Выбрать главу

— Идемте, не будем заставлять мисс Дэшвуд ждать.

С самого начала этого разговора Марианна боролась с собой, стараясь держать в узде свои чувства — и теперь, при виде Элинор, привставшей им навстречу с едва скрываемой тревогой на лице, самообладание ее рухнуло.
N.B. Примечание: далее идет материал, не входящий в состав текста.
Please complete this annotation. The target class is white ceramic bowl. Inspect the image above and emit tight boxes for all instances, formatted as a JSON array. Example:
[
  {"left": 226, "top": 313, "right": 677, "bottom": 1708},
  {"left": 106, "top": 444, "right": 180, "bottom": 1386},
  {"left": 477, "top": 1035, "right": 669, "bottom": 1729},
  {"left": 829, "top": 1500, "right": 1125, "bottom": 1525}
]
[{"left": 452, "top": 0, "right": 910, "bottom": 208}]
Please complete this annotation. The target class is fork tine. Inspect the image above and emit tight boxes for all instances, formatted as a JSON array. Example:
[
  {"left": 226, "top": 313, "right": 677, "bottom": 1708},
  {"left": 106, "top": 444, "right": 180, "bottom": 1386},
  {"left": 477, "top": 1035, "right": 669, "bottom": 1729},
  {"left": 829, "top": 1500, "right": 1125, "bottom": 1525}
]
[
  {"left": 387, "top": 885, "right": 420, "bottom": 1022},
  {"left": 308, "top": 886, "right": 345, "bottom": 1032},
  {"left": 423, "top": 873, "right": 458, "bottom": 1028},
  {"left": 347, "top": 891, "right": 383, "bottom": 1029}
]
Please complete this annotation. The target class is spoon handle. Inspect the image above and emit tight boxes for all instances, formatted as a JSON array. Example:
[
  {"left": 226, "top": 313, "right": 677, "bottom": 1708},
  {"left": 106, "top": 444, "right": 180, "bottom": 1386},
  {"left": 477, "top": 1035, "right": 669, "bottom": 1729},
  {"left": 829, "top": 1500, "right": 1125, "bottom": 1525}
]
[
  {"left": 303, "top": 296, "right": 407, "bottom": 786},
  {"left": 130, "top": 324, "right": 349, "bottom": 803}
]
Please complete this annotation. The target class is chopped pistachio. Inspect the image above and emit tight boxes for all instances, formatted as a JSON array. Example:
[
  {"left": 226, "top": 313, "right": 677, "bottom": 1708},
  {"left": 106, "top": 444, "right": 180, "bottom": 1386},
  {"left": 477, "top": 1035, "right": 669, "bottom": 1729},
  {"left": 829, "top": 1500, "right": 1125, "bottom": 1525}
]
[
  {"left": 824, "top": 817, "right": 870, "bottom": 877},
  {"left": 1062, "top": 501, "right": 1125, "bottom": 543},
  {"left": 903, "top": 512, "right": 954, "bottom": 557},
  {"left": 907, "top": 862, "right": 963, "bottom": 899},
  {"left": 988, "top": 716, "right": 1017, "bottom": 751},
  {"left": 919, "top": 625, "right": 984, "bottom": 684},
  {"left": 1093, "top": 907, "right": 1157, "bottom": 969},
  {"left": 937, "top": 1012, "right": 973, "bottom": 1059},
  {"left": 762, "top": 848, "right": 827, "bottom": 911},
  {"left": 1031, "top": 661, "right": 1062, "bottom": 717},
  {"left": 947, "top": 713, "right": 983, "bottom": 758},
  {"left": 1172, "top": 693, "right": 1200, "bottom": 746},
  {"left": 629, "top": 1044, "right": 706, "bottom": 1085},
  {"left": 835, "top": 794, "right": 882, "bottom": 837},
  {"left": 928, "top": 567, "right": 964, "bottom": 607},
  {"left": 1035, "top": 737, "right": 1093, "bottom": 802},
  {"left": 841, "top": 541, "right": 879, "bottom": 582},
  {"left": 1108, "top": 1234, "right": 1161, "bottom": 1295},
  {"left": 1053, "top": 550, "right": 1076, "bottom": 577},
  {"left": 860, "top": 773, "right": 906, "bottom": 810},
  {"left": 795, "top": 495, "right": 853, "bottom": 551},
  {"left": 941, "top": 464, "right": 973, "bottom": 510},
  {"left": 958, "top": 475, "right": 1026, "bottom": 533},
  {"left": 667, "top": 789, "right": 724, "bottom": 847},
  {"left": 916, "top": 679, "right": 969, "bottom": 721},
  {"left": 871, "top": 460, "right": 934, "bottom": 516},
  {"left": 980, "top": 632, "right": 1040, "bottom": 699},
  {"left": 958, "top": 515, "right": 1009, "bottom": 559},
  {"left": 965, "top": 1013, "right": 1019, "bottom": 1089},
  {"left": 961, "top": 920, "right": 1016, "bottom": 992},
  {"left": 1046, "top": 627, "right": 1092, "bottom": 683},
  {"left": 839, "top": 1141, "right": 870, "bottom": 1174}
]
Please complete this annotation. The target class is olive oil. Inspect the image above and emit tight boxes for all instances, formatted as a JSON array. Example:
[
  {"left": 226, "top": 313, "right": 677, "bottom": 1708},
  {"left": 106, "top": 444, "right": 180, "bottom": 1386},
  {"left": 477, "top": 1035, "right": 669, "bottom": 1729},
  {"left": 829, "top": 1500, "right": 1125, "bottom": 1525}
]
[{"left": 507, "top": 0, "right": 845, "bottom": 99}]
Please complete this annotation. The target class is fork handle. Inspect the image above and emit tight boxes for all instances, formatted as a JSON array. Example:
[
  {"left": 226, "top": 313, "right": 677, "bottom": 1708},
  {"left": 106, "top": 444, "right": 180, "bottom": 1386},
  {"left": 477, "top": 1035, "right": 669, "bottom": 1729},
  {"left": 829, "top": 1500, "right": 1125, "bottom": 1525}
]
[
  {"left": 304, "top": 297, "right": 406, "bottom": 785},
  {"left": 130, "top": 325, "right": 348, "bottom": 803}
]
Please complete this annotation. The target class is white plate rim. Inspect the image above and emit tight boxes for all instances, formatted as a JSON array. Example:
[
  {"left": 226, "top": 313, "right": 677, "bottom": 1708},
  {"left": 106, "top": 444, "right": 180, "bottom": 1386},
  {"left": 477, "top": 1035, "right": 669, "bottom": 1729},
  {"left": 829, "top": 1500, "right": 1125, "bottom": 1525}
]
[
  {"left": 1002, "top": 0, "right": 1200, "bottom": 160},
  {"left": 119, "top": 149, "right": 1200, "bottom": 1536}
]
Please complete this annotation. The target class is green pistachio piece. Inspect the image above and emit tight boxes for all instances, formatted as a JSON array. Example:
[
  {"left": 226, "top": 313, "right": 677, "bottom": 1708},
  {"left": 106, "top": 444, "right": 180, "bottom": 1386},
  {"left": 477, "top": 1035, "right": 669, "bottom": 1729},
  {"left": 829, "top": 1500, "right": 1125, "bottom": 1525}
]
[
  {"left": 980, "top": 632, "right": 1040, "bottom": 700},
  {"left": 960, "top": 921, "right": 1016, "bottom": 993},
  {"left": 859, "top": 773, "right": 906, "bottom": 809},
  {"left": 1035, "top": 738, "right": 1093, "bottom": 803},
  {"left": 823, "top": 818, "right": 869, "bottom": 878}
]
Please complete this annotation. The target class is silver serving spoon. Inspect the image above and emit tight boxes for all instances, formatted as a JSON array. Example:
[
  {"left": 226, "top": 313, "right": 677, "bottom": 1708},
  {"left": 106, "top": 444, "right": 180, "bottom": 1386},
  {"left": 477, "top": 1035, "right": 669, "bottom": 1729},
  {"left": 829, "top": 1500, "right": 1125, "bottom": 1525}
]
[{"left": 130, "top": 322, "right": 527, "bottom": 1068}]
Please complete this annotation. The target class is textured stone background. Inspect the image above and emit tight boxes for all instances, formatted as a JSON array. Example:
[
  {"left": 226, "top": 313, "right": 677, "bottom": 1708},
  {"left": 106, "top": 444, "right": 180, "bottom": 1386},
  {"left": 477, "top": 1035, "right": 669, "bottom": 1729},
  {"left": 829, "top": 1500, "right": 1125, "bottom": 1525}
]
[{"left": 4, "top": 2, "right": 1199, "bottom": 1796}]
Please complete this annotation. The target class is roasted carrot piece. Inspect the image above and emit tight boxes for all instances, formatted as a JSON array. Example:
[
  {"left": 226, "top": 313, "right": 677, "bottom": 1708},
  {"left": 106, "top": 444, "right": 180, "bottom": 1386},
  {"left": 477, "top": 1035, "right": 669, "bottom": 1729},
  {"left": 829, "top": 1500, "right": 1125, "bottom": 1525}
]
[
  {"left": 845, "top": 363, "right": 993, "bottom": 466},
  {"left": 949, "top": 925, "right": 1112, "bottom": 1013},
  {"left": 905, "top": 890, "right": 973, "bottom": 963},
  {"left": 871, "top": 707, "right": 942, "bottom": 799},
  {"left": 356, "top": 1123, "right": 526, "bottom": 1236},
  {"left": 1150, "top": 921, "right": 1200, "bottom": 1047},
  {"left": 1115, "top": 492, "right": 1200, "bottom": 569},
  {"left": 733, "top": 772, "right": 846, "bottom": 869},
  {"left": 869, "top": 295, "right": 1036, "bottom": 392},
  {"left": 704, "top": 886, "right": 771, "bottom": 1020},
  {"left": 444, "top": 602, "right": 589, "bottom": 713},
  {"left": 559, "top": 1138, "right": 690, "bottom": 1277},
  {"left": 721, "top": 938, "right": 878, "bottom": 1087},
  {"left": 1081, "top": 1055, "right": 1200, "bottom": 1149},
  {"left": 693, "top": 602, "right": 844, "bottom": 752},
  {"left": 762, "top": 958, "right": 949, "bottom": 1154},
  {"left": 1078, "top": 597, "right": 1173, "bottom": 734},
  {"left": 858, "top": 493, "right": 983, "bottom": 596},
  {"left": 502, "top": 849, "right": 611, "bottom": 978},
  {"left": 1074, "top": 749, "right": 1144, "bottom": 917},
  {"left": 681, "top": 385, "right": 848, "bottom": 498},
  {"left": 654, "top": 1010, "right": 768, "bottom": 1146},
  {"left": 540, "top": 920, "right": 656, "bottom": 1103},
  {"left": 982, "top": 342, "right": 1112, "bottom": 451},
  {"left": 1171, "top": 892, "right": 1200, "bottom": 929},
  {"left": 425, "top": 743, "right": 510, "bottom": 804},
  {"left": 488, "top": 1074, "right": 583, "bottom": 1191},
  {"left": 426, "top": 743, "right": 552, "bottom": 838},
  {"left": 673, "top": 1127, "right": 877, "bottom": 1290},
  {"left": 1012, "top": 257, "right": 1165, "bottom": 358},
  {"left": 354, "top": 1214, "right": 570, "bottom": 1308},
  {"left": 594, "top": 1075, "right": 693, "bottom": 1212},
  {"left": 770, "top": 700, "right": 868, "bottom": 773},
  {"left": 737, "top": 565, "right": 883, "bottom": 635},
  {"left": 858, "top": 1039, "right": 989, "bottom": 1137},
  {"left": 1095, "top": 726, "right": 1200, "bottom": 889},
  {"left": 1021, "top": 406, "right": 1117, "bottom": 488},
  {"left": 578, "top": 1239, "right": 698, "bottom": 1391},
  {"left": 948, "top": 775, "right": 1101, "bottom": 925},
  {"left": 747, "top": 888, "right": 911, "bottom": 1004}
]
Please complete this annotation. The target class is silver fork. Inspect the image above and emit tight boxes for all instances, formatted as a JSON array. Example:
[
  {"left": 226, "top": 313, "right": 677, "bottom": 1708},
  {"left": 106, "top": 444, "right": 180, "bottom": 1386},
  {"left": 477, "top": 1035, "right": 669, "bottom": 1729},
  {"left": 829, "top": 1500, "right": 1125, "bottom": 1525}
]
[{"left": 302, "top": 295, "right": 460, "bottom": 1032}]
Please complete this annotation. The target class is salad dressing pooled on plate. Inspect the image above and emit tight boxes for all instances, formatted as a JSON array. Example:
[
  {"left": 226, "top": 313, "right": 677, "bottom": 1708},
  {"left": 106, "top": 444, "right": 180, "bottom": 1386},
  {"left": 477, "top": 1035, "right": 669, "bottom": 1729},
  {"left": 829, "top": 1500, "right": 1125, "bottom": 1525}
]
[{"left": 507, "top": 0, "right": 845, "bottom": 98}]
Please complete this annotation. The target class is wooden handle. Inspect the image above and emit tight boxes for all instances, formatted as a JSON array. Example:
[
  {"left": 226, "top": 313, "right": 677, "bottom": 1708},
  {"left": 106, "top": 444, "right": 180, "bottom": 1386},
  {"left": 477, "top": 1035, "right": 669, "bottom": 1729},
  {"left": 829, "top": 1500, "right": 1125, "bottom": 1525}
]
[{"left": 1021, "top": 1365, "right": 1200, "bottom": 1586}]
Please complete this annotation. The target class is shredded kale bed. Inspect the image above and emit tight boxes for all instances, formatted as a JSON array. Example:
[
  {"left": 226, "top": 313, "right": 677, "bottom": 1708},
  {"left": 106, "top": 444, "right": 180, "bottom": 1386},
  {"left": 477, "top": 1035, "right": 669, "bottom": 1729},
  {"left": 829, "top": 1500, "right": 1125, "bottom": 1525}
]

Тяжесть ее положения, ужас, которого она едва избежала, неожиданное и чудесное спасение — все предстало перед ней разом и заново потрясло измученную душу.

— О Элинор! — вскричала Марианна и, бросившись к сестре, разрыдалась у нее на плече.

— Что случилось? — воскликнула Элинор, обратив встревоженный взгляд к полковнику.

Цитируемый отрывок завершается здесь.